There is a particular exhaustion that comes from pain. And then there is the exhaustion that comes from having to prove that pain exists at all.
Fibromyalgia lives in that second category.
It is not just the flare-ups, the nerve pain, the deep, bone-level fatigue that settles in like weather you cannot outrun. It is the constant translation. The explaining. The recalibrating of your language so that someone else—often a doctor, an employer, a loved one—might understand what your body is doing to you.
And even then, they may not believe you.
This is the quiet, daily negotiation of living with an invisible illness: not only managing the condition itself, but managing how it is perceived. Or dismissed.
Lady Gaga once said she wanted to raise awareness about fibromyalgia “not because it haunts me, but because no one truly believes this illness is real.” It is a statement that lands differently depending on where you are standing. For those outside of it, it may sound surprising. For those living with it, it sounds like confirmation.
Because if someone with global visibility, resources, and access to elite care still has to assert the legitimacy of her condition, what does that mean for everyone else?

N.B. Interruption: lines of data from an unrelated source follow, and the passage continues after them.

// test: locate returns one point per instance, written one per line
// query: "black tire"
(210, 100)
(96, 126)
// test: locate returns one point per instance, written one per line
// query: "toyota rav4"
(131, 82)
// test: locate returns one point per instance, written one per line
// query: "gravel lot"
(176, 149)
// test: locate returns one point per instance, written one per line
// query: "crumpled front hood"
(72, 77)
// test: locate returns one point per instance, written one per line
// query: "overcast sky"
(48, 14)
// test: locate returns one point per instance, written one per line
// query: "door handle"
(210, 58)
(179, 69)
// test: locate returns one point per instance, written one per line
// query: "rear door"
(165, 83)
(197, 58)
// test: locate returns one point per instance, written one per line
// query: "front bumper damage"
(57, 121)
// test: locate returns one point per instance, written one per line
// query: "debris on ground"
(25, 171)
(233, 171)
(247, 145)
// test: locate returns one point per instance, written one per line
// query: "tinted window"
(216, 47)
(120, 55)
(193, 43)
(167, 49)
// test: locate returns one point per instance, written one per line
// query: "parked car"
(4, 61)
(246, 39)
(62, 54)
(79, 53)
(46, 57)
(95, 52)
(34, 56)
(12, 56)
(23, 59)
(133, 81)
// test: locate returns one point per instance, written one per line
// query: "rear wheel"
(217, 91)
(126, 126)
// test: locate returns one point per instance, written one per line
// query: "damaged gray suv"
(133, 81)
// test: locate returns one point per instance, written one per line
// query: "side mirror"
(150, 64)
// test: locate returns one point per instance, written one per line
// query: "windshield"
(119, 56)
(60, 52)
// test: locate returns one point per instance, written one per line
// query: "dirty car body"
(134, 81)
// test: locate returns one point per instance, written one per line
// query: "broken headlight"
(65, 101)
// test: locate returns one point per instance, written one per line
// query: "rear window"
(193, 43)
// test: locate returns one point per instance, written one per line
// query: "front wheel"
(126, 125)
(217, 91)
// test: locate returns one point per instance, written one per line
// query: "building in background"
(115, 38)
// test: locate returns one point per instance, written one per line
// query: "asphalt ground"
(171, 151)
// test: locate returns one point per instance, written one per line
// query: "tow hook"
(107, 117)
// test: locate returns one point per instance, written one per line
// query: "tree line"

What it means is this: belief is not evenly distributed.
Fibromyalgia does not present in ways that are easily measurable. There is no single test that confirms it, no scan that lights up in a way that quiets doubt. It exists in symptoms, in patterns, in lived experience. And in a system that prioritizes what can be quantified, that leaves patients in a precarious position—caught between what they know to be true and what can be formally recognized.
So the burden shifts.
It shifts onto the individual to document, to articulate, to remain composed while describing something that is inherently destabilizing. It requires a kind of performance—measured, credible, consistent—because anything less risks being interpreted as exaggeration.
Or worse, as fabrication.
This is where the comparison begins to feel almost absurd. Trying to explain fibromyalgia to someone who has never experienced it can feel like trying to convince them of something they have already decided does not exist. Not out of cruelty, necessarily, but out of unfamiliarity. Out of the human tendency to trust what can be seen.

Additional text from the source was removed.